The market is starting to respond. Buyers on the secondary side are factoring in climate exposure and insurance viability much more directly. When that information is unclear, portfolios are more likely to be discounted, which can put pressure on liquidity.
Getting More Immediate Visibility
Waiting for the next wildfire or hurricane to understand your exposure is becoming less practical. More investors are looking for ways to get faster, property-level insight.
Tools like Veros Disaster Vision are designed to meet this need. Instead of relying solely on broad FEMA declarations, it uses geospatial data to map both the core disaster zone and the surrounding impact area down to the county and zip code levels. This makes it easier to identify any specific properties that may be affected and to do so quickly.

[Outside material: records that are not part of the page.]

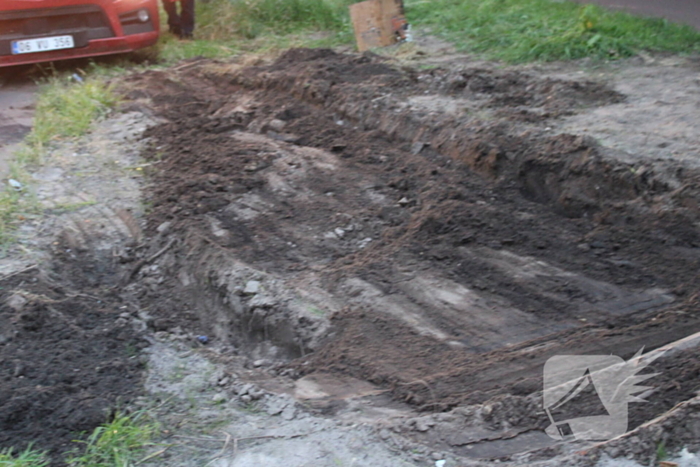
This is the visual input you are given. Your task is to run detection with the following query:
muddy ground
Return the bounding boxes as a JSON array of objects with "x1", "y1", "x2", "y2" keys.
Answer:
[{"x1": 2, "y1": 47, "x2": 700, "y2": 465}]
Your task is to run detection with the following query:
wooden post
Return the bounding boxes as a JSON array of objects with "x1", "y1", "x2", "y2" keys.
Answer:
[{"x1": 349, "y1": 0, "x2": 407, "y2": 52}]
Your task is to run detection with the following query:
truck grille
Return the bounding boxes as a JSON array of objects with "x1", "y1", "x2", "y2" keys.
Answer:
[{"x1": 0, "y1": 4, "x2": 114, "y2": 56}]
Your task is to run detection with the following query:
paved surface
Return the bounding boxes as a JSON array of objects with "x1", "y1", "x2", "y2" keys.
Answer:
[
  {"x1": 574, "y1": 0, "x2": 700, "y2": 30},
  {"x1": 0, "y1": 68, "x2": 36, "y2": 175}
]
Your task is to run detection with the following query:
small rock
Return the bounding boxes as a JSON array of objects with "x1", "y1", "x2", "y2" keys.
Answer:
[
  {"x1": 411, "y1": 142, "x2": 427, "y2": 155},
  {"x1": 6, "y1": 294, "x2": 28, "y2": 312},
  {"x1": 398, "y1": 197, "x2": 410, "y2": 207},
  {"x1": 267, "y1": 119, "x2": 287, "y2": 132},
  {"x1": 114, "y1": 317, "x2": 128, "y2": 327},
  {"x1": 431, "y1": 452, "x2": 444, "y2": 461},
  {"x1": 196, "y1": 335, "x2": 209, "y2": 344},
  {"x1": 0, "y1": 332, "x2": 11, "y2": 345},
  {"x1": 267, "y1": 131, "x2": 300, "y2": 144},
  {"x1": 8, "y1": 179, "x2": 22, "y2": 191},
  {"x1": 334, "y1": 228, "x2": 346, "y2": 238},
  {"x1": 358, "y1": 237, "x2": 372, "y2": 249},
  {"x1": 249, "y1": 389, "x2": 265, "y2": 400},
  {"x1": 281, "y1": 404, "x2": 296, "y2": 421},
  {"x1": 156, "y1": 221, "x2": 172, "y2": 234},
  {"x1": 240, "y1": 394, "x2": 252, "y2": 404},
  {"x1": 218, "y1": 376, "x2": 231, "y2": 386},
  {"x1": 244, "y1": 281, "x2": 261, "y2": 295},
  {"x1": 577, "y1": 243, "x2": 591, "y2": 251},
  {"x1": 212, "y1": 393, "x2": 227, "y2": 404},
  {"x1": 415, "y1": 418, "x2": 435, "y2": 432},
  {"x1": 265, "y1": 397, "x2": 290, "y2": 416}
]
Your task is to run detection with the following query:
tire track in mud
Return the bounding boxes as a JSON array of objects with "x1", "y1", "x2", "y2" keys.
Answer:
[{"x1": 123, "y1": 50, "x2": 700, "y2": 432}]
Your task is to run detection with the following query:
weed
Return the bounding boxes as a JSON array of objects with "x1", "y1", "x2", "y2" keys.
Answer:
[
  {"x1": 308, "y1": 305, "x2": 326, "y2": 317},
  {"x1": 0, "y1": 445, "x2": 49, "y2": 467},
  {"x1": 67, "y1": 411, "x2": 159, "y2": 467},
  {"x1": 124, "y1": 343, "x2": 139, "y2": 359},
  {"x1": 26, "y1": 77, "x2": 116, "y2": 161},
  {"x1": 406, "y1": 0, "x2": 700, "y2": 62},
  {"x1": 657, "y1": 440, "x2": 668, "y2": 461}
]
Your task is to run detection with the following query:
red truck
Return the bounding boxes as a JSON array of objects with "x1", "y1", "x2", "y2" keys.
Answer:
[{"x1": 0, "y1": 0, "x2": 160, "y2": 68}]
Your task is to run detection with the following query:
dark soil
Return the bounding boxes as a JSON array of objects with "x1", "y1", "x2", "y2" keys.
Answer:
[
  {"x1": 0, "y1": 245, "x2": 147, "y2": 464},
  {"x1": 123, "y1": 48, "x2": 700, "y2": 433}
]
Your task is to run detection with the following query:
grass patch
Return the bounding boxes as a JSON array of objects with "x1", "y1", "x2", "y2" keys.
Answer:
[
  {"x1": 0, "y1": 76, "x2": 116, "y2": 245},
  {"x1": 406, "y1": 0, "x2": 700, "y2": 62},
  {"x1": 156, "y1": 0, "x2": 356, "y2": 61},
  {"x1": 0, "y1": 446, "x2": 49, "y2": 467},
  {"x1": 0, "y1": 164, "x2": 39, "y2": 246},
  {"x1": 23, "y1": 76, "x2": 117, "y2": 163},
  {"x1": 67, "y1": 412, "x2": 159, "y2": 467}
]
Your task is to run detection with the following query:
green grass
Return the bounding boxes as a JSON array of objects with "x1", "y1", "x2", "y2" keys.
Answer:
[
  {"x1": 156, "y1": 0, "x2": 356, "y2": 61},
  {"x1": 24, "y1": 77, "x2": 117, "y2": 163},
  {"x1": 151, "y1": 0, "x2": 700, "y2": 63},
  {"x1": 67, "y1": 412, "x2": 159, "y2": 467},
  {"x1": 1, "y1": 413, "x2": 158, "y2": 467},
  {"x1": 0, "y1": 446, "x2": 49, "y2": 467},
  {"x1": 406, "y1": 0, "x2": 700, "y2": 62}
]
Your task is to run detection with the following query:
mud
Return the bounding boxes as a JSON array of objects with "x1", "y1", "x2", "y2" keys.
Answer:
[{"x1": 2, "y1": 48, "x2": 700, "y2": 465}]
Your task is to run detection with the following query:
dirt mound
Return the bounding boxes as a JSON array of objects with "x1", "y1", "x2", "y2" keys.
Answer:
[{"x1": 122, "y1": 49, "x2": 700, "y2": 432}]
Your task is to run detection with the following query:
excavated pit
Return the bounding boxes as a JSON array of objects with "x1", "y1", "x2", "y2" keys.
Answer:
[
  {"x1": 124, "y1": 49, "x2": 700, "y2": 432},
  {"x1": 3, "y1": 49, "x2": 700, "y2": 464}
]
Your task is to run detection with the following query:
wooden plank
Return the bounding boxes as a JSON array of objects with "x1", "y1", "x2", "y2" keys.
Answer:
[
  {"x1": 350, "y1": 0, "x2": 407, "y2": 52},
  {"x1": 378, "y1": 0, "x2": 407, "y2": 45},
  {"x1": 349, "y1": 0, "x2": 383, "y2": 52}
]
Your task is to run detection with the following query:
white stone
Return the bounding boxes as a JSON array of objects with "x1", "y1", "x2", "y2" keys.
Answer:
[{"x1": 244, "y1": 280, "x2": 261, "y2": 295}]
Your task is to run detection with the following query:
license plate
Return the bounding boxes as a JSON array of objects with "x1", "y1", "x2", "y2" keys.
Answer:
[{"x1": 11, "y1": 35, "x2": 75, "y2": 55}]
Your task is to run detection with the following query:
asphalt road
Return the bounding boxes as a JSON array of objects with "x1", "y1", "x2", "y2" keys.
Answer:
[{"x1": 573, "y1": 0, "x2": 700, "y2": 30}]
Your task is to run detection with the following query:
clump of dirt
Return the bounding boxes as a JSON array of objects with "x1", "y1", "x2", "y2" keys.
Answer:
[{"x1": 121, "y1": 48, "x2": 700, "y2": 439}]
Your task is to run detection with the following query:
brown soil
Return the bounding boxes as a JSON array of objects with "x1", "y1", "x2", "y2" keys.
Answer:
[
  {"x1": 4, "y1": 48, "x2": 700, "y2": 464},
  {"x1": 126, "y1": 50, "x2": 700, "y2": 426}
]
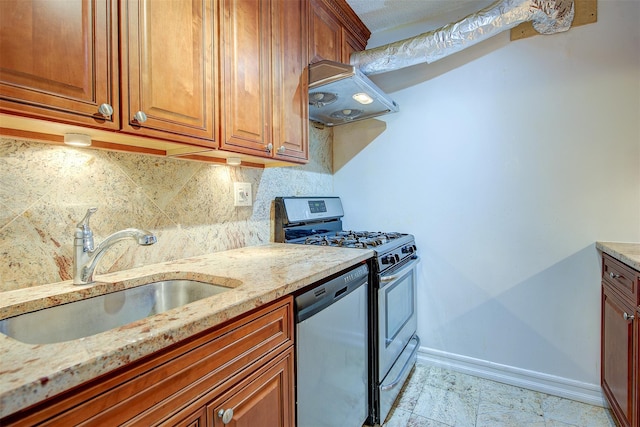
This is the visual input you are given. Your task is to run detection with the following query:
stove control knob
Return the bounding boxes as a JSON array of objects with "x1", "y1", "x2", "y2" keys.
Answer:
[
  {"x1": 382, "y1": 255, "x2": 396, "y2": 265},
  {"x1": 403, "y1": 245, "x2": 416, "y2": 254}
]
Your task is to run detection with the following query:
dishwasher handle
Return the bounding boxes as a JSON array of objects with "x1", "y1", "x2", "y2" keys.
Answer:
[{"x1": 295, "y1": 263, "x2": 369, "y2": 322}]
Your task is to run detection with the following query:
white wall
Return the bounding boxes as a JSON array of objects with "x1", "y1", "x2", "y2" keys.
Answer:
[{"x1": 334, "y1": 0, "x2": 640, "y2": 399}]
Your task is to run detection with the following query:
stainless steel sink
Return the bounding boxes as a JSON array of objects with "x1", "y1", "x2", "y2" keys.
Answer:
[{"x1": 0, "y1": 280, "x2": 231, "y2": 344}]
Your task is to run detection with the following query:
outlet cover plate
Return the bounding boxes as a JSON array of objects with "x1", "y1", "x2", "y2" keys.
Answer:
[{"x1": 234, "y1": 182, "x2": 252, "y2": 206}]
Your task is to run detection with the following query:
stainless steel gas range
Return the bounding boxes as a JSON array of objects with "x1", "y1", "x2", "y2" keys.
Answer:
[{"x1": 275, "y1": 196, "x2": 420, "y2": 426}]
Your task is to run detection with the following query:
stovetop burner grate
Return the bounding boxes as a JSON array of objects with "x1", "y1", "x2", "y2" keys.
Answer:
[{"x1": 301, "y1": 231, "x2": 405, "y2": 248}]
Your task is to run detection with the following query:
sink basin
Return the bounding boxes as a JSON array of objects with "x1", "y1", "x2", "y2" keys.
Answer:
[{"x1": 0, "y1": 280, "x2": 230, "y2": 344}]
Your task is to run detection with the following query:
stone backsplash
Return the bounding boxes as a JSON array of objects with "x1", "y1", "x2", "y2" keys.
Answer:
[{"x1": 0, "y1": 127, "x2": 333, "y2": 291}]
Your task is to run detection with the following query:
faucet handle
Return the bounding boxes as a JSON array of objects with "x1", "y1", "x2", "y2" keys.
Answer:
[
  {"x1": 76, "y1": 207, "x2": 98, "y2": 252},
  {"x1": 77, "y1": 207, "x2": 98, "y2": 229}
]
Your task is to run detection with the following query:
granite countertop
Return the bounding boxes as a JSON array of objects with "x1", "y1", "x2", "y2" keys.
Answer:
[
  {"x1": 596, "y1": 241, "x2": 640, "y2": 271},
  {"x1": 0, "y1": 243, "x2": 373, "y2": 419}
]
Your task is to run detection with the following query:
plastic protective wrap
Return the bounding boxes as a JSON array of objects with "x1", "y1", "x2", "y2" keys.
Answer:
[{"x1": 350, "y1": 0, "x2": 574, "y2": 75}]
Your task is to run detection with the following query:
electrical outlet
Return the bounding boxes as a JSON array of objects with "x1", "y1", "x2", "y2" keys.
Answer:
[{"x1": 234, "y1": 182, "x2": 252, "y2": 207}]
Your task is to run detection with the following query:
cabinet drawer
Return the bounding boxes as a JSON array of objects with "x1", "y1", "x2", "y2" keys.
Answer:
[
  {"x1": 602, "y1": 254, "x2": 639, "y2": 305},
  {"x1": 3, "y1": 296, "x2": 293, "y2": 426}
]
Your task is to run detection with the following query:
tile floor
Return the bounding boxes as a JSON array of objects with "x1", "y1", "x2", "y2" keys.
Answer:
[{"x1": 382, "y1": 363, "x2": 617, "y2": 427}]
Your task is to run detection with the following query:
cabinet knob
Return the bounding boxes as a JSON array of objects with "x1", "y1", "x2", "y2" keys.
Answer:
[
  {"x1": 98, "y1": 103, "x2": 113, "y2": 118},
  {"x1": 265, "y1": 143, "x2": 273, "y2": 153},
  {"x1": 609, "y1": 272, "x2": 620, "y2": 279},
  {"x1": 623, "y1": 312, "x2": 635, "y2": 321},
  {"x1": 277, "y1": 146, "x2": 286, "y2": 154},
  {"x1": 217, "y1": 408, "x2": 234, "y2": 424},
  {"x1": 133, "y1": 111, "x2": 148, "y2": 123}
]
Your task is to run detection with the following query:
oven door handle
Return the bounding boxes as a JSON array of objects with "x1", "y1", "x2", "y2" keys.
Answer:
[
  {"x1": 380, "y1": 335, "x2": 421, "y2": 391},
  {"x1": 380, "y1": 257, "x2": 420, "y2": 283}
]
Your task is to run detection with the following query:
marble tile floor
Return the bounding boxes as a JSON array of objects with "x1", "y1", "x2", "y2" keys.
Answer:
[{"x1": 382, "y1": 363, "x2": 617, "y2": 427}]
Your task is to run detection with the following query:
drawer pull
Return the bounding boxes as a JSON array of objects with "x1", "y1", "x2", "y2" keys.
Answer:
[
  {"x1": 218, "y1": 408, "x2": 234, "y2": 424},
  {"x1": 609, "y1": 272, "x2": 621, "y2": 279},
  {"x1": 623, "y1": 312, "x2": 634, "y2": 321}
]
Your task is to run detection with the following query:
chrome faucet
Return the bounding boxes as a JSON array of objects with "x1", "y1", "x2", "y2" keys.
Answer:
[{"x1": 73, "y1": 207, "x2": 158, "y2": 285}]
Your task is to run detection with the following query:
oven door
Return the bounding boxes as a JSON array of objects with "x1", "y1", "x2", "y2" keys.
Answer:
[{"x1": 378, "y1": 256, "x2": 419, "y2": 380}]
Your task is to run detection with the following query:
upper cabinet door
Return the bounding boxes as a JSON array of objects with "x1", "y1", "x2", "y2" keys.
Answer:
[
  {"x1": 219, "y1": 0, "x2": 272, "y2": 156},
  {"x1": 341, "y1": 28, "x2": 361, "y2": 63},
  {"x1": 0, "y1": 0, "x2": 119, "y2": 129},
  {"x1": 271, "y1": 0, "x2": 309, "y2": 162},
  {"x1": 308, "y1": 0, "x2": 370, "y2": 64},
  {"x1": 121, "y1": 0, "x2": 216, "y2": 146},
  {"x1": 308, "y1": 0, "x2": 341, "y2": 63}
]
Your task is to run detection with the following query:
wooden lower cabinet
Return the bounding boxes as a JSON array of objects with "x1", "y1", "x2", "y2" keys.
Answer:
[
  {"x1": 168, "y1": 347, "x2": 294, "y2": 427},
  {"x1": 602, "y1": 284, "x2": 636, "y2": 427},
  {"x1": 207, "y1": 348, "x2": 294, "y2": 427},
  {"x1": 601, "y1": 253, "x2": 639, "y2": 427},
  {"x1": 637, "y1": 305, "x2": 640, "y2": 427},
  {"x1": 1, "y1": 296, "x2": 294, "y2": 427},
  {"x1": 174, "y1": 408, "x2": 207, "y2": 427}
]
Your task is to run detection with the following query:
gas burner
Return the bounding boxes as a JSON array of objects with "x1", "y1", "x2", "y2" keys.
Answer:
[
  {"x1": 338, "y1": 238, "x2": 358, "y2": 247},
  {"x1": 358, "y1": 237, "x2": 383, "y2": 248},
  {"x1": 305, "y1": 236, "x2": 331, "y2": 245},
  {"x1": 332, "y1": 231, "x2": 406, "y2": 247}
]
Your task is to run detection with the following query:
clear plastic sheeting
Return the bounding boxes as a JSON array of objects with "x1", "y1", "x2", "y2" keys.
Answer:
[{"x1": 350, "y1": 0, "x2": 574, "y2": 75}]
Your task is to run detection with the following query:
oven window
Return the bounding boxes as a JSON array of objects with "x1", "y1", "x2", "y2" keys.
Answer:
[{"x1": 385, "y1": 271, "x2": 414, "y2": 346}]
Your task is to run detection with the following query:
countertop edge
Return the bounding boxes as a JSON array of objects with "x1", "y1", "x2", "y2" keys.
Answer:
[{"x1": 596, "y1": 241, "x2": 640, "y2": 272}]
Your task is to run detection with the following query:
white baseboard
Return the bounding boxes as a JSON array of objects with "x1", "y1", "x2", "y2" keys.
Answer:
[{"x1": 417, "y1": 346, "x2": 608, "y2": 408}]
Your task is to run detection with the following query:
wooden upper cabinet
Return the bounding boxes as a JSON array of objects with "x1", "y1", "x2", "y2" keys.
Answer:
[
  {"x1": 0, "y1": 0, "x2": 119, "y2": 129},
  {"x1": 0, "y1": 0, "x2": 315, "y2": 164},
  {"x1": 309, "y1": 0, "x2": 342, "y2": 63},
  {"x1": 120, "y1": 0, "x2": 217, "y2": 146},
  {"x1": 220, "y1": 0, "x2": 308, "y2": 163},
  {"x1": 308, "y1": 0, "x2": 370, "y2": 64},
  {"x1": 342, "y1": 28, "x2": 362, "y2": 64},
  {"x1": 219, "y1": 0, "x2": 272, "y2": 155},
  {"x1": 271, "y1": 0, "x2": 309, "y2": 162}
]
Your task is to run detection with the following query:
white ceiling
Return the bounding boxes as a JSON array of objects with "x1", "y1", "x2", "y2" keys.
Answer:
[{"x1": 345, "y1": 0, "x2": 496, "y2": 34}]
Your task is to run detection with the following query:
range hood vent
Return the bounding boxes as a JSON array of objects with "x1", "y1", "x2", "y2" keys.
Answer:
[
  {"x1": 350, "y1": 0, "x2": 575, "y2": 76},
  {"x1": 308, "y1": 60, "x2": 399, "y2": 126}
]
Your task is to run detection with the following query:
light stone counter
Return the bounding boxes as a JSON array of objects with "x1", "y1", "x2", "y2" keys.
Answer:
[
  {"x1": 596, "y1": 241, "x2": 640, "y2": 271},
  {"x1": 0, "y1": 243, "x2": 373, "y2": 418}
]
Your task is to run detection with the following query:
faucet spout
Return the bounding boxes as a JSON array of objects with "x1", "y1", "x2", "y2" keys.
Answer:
[{"x1": 72, "y1": 208, "x2": 157, "y2": 285}]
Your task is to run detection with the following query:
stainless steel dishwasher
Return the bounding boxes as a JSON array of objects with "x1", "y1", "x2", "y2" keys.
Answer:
[{"x1": 295, "y1": 263, "x2": 369, "y2": 427}]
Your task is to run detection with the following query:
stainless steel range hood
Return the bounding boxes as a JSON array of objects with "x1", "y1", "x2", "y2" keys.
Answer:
[{"x1": 308, "y1": 60, "x2": 399, "y2": 126}]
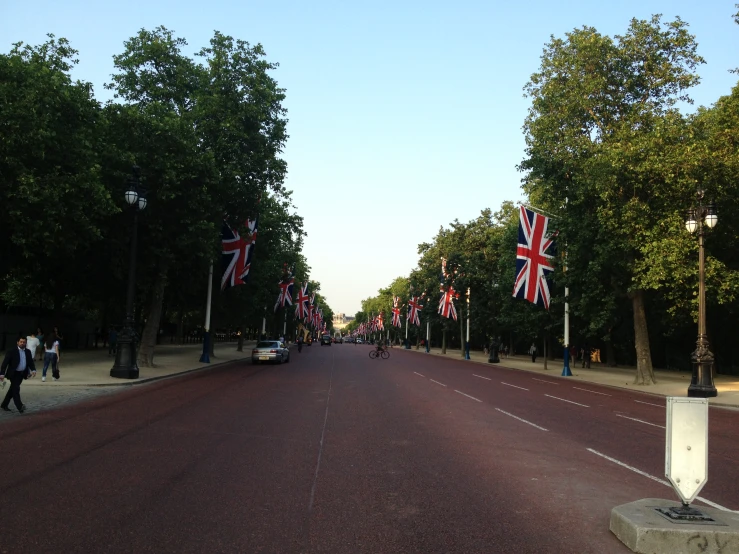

So, that means you can assess potential damage, prioritize inspections, and identify higher-risk loans within hours rather than days or weeks. This can also help you keep tabs on your overall portfolio.
Looking Ahead, Not Just Around
Reacting faster is only part of the equation. The other piece is understanding where things may be heading.
VeroFORECAST adds that forward-looking view by projecting home price trends at the county and ZIP code level, with standard quarterly reports covering 12 months ahead and subscriber access extending up to 24 months. Factoring in local conditions, including the pressures created by rising insurance costs, it provides a clearer sense of how values may shift.
That makes it easier to model downside scenarios, estimate potential loss severity, and adjust exposure before issues fully materialize.
Final Thought
Climate risk is not affecting every market in the same way, but it is becoming a consistent factor across the board. For MICs and private credit investors, the shift is straightforward. It can no longer be treated as a secondary variable.
Firms that stay ahead of it are not just reacting faster; they are anticipating. They are building it into how they evaluate risk, price deals, and manage portfolios every day.